Les marins sont finalement les premiers acteurs de la mondialisation. Face à elle, la mémoire durable des lettres écrites peut relancer la vie : une mondialisation qui nous ferait perdre la mémoire peut devenir violente, faire peur et détruire. Dès les années 80, les marins français ont bien senti que des mutations profondes s’annonçaient. Il nous a fallu négocier notre survie, nos emplois car nous étions mis en concurrence avec des Indiens, Philippins, Polonais, Russes… Nous l’avons vécu comme un combat perdu d’avance, même si au niveau syndical nous avons tenté de préserver nos intérêts. Aujourd’hui, les quelques compagnies françaises qui continuent à pratiquer la navigation au long cours n’ont plus d’hommes d’équipages français. Les emplois français ne concernent plus que des postes d’officiers. Et les marins philippins constatent à leur tour que, malgré leur bonne maîtrise de l’anglais, ils peuvent être (et sont parfois) remplacés par des marins chinois, payés moins chers et plus disciplinés. Nous ne savons pas ce que nous transportons dans nos containers, mais sur un bateau la globalisation passe par la langue (j’ai appris à parler anglais avec des Indiens, des Russes, des Sri Lankais)… et par le palais ! La nourriture quotidienne est ce qu’elle est, que cela plaise ou non. A terre, on peut goûter de temps en temps les bonnes odeurs de cuisine indienne. Autre chose est d’être nourri pendant neuf mois par un cuisiner indien : œufs au curry, poisson au curry, riz au curry.

Accepter d’être envahi

L’évènement qui m’a le plus marqué a été la rencontre, par deux fois, en Mer de Chine, avec des boat people. C’était au début des années 80. Nous étions sous pavillon français et le commandant a décidé d’arrêter son navire pour embarquer 120 réfugiés vietnamiens. Ils ont vécu avec nous à bord durant huit jours, ils ont logé dans nos cabines, utilisé nos douches.
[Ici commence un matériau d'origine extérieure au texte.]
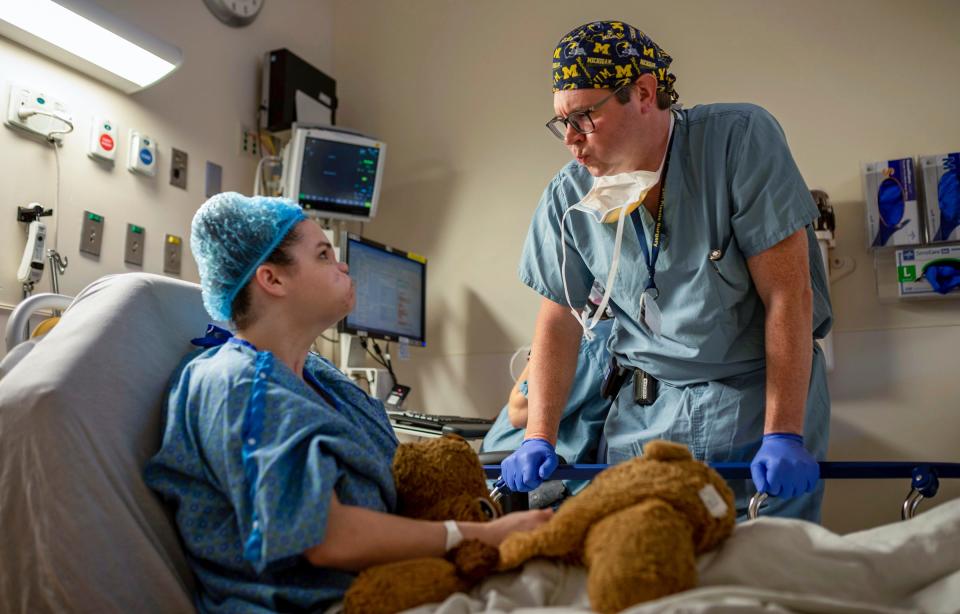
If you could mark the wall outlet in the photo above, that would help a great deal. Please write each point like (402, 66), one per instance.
(133, 251)
(91, 233)
(249, 142)
(178, 168)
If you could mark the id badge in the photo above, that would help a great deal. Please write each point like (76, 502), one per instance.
(650, 312)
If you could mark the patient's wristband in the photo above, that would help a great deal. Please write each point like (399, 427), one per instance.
(454, 536)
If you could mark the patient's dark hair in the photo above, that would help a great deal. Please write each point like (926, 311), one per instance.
(240, 308)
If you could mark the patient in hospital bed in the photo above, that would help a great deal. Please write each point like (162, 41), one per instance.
(277, 466)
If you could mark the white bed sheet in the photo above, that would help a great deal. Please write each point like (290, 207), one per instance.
(771, 565)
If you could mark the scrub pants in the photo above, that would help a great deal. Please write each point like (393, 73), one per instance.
(721, 421)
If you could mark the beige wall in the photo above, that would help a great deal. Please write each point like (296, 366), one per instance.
(199, 109)
(460, 91)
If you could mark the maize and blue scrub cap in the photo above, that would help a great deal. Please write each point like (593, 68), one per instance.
(608, 54)
(231, 235)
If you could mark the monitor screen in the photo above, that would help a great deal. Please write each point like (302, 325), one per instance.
(334, 174)
(391, 291)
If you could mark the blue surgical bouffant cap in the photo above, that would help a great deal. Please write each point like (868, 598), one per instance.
(608, 54)
(231, 235)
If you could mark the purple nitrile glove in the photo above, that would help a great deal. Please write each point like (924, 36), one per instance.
(530, 465)
(783, 468)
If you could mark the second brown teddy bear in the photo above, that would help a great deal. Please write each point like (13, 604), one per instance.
(638, 527)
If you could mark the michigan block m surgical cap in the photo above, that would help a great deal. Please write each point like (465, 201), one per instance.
(608, 54)
(231, 235)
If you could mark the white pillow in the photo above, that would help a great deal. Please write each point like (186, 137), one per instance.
(80, 415)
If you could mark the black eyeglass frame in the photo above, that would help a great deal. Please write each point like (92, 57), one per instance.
(574, 118)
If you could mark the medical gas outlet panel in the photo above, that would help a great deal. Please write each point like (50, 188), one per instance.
(35, 112)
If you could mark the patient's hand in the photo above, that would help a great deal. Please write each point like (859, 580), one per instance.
(496, 531)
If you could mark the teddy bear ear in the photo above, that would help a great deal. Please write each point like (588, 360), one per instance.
(666, 451)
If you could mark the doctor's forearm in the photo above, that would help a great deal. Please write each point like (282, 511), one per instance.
(552, 367)
(789, 349)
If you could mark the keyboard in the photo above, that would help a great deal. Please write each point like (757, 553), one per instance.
(438, 422)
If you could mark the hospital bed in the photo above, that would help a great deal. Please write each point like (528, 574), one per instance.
(80, 413)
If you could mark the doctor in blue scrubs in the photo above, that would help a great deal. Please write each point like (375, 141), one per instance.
(700, 222)
(277, 466)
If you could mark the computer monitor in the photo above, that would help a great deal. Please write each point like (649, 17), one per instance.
(333, 174)
(391, 289)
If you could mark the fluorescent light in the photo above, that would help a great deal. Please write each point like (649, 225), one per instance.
(81, 34)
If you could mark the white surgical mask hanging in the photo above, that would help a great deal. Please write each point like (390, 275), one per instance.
(612, 197)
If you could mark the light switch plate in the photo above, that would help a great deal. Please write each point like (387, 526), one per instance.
(133, 252)
(178, 169)
(172, 250)
(91, 233)
(214, 179)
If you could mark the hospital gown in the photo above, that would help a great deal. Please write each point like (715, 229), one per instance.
(250, 459)
(732, 190)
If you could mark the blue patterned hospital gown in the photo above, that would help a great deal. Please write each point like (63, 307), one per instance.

Il a fallu les nourrir, les soigner. A l’époque, on ne parlait pas de « cellule psychologique », il n’était pas question d’exprimer ses émotions. Alors je me suis mis à écrire, pour mes amis, pour mes compagnons jésuites. Je leur ai dit «Moi je suis marin. Sur la mer il y a des marins qui naviguent, comme moi. Et parfois, ces marins-là rencontrent des hommes, des femmes, des enfants qui marchent sur la mer ». Ce fut mon débriefing, ma « cellule psychologique ». J’avais besoin de lancer cette bouteille à la mer ! Notre bateau était devenu un vrai village. En quelques heures, nous étions passés de 20 à 140. J’ai vécu là le vrai début de la mondialisation : se laisser envahir par des boat people vietnamiens sur notre bateau français.

l7 juin 2007

Notes

1 Un voyage vers l’Asie, Jean-Claude Guillebaud, Seuil, 1979.